Re: Suspend-resume failure on Intel Eagle Lake Core2Duo

From: Masahiro Yamada
Date: Thu Aug 03 2017 - 08:52:14 EST


Hi Marc,

2017-08-03 17:41 GMT+09:00 Marc Zyngier <marc.zyngier@xxxxxxx>:
> Hi Masahiro,
>
> On 03/08/17 08:32, Masahiro Yamada wrote:
>> Hi.
>>
>> 2017-08-01 0:55 GMT+09:00 Thomas Gleixner <tglx@xxxxxxxxxxxxx>:
>>> On Mon, 31 Jul 2017, Tomi Sarvela wrote:
>>>> On 31/07/17 18:06, Thomas Gleixner wrote:
>>>>> Can you please remove the patch. And try the following:
>>>>>
>>>>> # echo N > /sys/module/printk/parameters/console_suspend
>>>>>
>>>>> # echo mem > /sys/power/state
>>>>>
>>>>> and log the output of the serial console. That way we might get a clue
>>>>> where it gets stuck.
>>>>
>>>> I'm afraid it hangs right away. No response from SSH, no output to serial.
>>>
>>> What means hangs right away? Is there no output at all on the serial
>>> console? Or does it just stop at some point?
>>>
>>> Thanks,
>>>
>>> tglx
>>>
>>
>> Sorry for jumping in.
>> Finally, I found this thread.
>>
>>
>> My environment is completely different (ARM64 board),
>> I am also suffering from a hibernation problem
>> since this commit.
>>
>>
>> I get no response on the serial console
>> after "Restarting tasks ... done." log message.
>>
>>
>> By reverting bf22ff45bed6 ("genirq: Avoid unnecessary low level
>> irq function calls", I can get hibernation working again.
>>
>>
>> SW info:
>> defconfig: arch/arm64/configs/defconfig
>> DT : arch/arm64/boot/dts/socionext/uniphier-ld20-ref.dts
>> PSCI : ARM Trusted Firmware
>>
>>
>> SoC info:
>> CPU : Cortex-A72 * 2 + Cortex-A53 * 2
>> irqchip : GICv3 (drivers/irq/irq-gic-v3.c)
>
> Let me take an educated guess: It feels like your firmware doesn't
> save/restore the GIC context across suspend/resume. Is that something
> you could check, assuming you have access to the firmware source code?

Thanks for your comments.


I do not know much about the manner of preserving GICv3 context.
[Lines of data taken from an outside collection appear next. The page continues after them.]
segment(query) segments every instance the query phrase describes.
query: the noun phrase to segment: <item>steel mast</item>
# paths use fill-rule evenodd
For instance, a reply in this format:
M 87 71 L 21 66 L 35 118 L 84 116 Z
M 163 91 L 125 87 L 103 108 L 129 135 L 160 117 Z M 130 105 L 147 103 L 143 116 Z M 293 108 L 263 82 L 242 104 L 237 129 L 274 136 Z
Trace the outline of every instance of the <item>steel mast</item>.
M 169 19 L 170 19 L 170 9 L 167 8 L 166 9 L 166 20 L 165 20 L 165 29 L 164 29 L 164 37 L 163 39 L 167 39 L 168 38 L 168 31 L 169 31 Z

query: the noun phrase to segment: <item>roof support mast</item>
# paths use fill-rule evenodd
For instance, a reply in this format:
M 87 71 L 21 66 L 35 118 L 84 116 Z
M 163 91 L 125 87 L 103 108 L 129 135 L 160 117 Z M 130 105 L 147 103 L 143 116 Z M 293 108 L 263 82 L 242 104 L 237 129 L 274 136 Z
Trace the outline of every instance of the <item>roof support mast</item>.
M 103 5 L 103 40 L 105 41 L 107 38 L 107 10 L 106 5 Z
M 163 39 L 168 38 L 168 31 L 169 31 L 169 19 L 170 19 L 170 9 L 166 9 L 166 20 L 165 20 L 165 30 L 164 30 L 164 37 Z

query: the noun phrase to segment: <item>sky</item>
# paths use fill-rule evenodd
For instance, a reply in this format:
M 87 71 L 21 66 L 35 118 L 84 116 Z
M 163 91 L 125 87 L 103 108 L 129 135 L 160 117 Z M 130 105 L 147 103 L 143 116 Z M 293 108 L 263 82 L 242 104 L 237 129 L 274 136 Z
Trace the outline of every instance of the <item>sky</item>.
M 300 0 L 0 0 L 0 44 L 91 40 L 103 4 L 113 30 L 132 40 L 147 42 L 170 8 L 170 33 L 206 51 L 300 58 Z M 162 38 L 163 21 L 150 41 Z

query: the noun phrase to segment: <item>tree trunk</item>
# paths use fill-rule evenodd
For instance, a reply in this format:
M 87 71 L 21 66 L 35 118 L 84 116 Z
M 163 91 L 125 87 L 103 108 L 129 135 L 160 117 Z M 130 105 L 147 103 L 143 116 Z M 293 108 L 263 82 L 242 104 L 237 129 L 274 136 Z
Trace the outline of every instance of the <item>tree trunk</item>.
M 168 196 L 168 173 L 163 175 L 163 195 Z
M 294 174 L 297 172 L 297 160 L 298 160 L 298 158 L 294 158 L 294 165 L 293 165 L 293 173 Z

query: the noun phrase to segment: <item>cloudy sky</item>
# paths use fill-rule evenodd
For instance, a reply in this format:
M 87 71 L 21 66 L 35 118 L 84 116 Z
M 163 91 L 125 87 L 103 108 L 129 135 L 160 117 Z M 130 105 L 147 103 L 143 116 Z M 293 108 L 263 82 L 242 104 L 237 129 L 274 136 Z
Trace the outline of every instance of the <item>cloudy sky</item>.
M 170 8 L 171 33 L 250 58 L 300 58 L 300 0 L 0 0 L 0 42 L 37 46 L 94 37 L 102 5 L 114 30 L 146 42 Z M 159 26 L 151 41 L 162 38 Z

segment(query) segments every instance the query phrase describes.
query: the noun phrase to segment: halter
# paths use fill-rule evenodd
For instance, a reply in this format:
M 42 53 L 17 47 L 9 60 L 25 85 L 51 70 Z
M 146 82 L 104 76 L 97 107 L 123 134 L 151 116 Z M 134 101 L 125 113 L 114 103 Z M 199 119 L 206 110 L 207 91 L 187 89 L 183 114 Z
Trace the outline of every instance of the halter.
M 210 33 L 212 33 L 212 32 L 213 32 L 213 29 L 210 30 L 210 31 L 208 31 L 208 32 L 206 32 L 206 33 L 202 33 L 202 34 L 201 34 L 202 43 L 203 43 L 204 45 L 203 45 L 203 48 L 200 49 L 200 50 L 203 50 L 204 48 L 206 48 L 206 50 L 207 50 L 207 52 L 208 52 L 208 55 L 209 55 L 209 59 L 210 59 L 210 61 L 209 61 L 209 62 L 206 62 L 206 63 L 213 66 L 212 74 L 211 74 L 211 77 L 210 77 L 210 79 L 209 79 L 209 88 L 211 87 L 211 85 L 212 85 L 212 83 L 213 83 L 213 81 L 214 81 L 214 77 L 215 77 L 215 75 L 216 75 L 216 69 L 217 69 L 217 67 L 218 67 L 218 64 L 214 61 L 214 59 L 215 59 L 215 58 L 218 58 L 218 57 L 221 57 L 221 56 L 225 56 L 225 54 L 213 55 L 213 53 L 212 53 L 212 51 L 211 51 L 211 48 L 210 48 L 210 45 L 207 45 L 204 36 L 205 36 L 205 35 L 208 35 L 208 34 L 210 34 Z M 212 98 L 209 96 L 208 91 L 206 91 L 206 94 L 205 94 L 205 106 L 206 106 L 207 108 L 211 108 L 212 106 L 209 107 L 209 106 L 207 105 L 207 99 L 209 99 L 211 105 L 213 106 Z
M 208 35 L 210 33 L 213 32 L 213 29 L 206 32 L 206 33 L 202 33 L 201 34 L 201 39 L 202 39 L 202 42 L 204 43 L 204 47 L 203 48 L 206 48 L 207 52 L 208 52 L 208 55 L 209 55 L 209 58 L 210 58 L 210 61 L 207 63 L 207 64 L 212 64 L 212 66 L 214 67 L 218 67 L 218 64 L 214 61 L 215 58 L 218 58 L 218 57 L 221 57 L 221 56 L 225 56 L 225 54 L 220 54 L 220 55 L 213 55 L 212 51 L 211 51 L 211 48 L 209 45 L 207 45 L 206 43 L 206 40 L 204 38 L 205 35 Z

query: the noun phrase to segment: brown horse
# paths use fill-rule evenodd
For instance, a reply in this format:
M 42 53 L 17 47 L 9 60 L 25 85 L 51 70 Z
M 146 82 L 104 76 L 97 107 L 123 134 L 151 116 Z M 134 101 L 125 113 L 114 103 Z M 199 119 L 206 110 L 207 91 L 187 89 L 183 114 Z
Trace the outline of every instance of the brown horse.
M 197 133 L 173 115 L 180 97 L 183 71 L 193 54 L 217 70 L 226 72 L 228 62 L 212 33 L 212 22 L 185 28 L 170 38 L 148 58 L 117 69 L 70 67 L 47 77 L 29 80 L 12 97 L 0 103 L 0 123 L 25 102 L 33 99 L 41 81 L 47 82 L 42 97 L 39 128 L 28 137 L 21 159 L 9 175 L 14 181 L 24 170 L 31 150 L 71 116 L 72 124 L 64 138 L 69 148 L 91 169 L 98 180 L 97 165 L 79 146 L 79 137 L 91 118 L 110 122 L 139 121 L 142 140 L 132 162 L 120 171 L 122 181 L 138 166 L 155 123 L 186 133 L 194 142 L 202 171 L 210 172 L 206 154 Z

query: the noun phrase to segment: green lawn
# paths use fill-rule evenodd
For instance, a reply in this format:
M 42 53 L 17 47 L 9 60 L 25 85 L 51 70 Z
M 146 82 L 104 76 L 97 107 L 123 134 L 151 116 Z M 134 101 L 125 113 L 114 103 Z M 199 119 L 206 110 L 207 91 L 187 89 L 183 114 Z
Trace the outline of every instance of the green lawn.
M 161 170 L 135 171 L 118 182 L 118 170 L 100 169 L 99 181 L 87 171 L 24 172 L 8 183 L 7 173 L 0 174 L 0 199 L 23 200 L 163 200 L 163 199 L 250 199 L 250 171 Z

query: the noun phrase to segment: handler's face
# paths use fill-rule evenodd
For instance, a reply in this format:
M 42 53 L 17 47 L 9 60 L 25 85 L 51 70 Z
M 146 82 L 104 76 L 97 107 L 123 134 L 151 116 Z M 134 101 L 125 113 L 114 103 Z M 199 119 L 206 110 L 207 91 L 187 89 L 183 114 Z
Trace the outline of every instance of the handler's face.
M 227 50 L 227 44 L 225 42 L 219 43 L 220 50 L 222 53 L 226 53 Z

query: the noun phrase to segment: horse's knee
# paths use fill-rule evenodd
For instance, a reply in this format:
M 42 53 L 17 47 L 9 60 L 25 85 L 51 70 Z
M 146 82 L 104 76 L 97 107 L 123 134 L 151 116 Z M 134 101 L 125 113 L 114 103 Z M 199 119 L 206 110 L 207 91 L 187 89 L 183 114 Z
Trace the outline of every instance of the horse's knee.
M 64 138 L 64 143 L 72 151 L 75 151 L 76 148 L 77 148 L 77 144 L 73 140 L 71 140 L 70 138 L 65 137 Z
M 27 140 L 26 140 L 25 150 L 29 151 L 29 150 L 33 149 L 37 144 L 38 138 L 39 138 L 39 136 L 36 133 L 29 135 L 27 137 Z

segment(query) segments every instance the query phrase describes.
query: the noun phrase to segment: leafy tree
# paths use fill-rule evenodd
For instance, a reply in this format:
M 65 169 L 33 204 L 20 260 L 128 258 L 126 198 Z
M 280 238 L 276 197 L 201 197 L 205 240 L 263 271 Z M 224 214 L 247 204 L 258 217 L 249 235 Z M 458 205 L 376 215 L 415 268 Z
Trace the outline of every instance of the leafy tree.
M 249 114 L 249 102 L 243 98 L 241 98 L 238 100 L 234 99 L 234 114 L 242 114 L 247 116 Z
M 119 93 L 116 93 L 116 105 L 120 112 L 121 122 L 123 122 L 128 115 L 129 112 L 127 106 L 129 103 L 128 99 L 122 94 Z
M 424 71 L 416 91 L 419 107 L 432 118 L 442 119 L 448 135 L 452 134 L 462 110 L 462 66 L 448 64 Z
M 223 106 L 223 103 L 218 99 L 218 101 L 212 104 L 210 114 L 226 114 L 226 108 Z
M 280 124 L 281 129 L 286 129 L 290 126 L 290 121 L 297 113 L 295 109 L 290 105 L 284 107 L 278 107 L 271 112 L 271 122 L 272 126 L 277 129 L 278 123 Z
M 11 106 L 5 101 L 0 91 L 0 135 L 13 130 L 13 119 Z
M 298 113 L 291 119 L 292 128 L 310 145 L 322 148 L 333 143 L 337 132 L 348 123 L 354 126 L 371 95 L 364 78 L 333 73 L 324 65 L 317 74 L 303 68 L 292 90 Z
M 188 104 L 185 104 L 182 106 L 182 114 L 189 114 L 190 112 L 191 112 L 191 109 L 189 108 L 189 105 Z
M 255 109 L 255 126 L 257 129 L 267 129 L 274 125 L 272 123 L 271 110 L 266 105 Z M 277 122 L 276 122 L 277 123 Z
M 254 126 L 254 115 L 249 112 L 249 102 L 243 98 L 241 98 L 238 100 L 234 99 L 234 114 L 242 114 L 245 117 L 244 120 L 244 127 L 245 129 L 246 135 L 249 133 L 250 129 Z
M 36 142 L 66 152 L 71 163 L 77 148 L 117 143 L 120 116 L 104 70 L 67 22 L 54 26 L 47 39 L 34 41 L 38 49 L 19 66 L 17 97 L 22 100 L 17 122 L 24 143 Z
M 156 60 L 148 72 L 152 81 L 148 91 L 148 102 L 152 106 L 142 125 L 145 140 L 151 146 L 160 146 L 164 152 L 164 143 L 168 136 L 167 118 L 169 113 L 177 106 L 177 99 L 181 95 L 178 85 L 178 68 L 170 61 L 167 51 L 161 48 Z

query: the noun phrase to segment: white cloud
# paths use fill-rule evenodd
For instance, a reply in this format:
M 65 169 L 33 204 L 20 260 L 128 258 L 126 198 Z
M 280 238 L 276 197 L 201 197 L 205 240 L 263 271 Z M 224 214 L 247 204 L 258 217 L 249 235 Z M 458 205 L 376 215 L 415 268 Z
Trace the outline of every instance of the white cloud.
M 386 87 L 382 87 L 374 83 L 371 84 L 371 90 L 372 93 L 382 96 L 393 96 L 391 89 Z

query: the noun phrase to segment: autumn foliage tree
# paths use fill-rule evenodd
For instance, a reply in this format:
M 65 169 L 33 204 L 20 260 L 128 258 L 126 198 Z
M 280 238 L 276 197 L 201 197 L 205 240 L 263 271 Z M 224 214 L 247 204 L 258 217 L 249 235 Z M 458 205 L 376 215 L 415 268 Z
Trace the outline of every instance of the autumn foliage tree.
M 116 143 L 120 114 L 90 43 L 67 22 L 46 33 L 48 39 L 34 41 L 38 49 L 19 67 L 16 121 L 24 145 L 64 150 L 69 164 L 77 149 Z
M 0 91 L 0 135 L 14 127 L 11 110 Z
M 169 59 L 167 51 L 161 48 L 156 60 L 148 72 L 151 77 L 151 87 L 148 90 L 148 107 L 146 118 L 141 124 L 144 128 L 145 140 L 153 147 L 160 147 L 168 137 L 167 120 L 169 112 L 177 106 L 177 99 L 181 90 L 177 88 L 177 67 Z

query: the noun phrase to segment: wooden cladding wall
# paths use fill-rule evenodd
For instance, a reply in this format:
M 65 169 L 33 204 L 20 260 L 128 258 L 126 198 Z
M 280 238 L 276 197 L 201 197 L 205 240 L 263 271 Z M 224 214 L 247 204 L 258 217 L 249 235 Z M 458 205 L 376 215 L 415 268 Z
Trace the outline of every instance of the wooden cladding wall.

I can see this patch (rejected?) :
https://patchwork.kernel.org/patch/9343061/


Is it something that should be completely cared by firmware
instead of kernel?


ARM Trusted Firmware (https://github.com/ARM-software/arm-trusted-firmware)
is open source software, and I pushed my platform code to the upstream.

So, yes, I (and everybody) can have access to the firmware source code.


I am not sure how ATF saves the context during hibernation, though.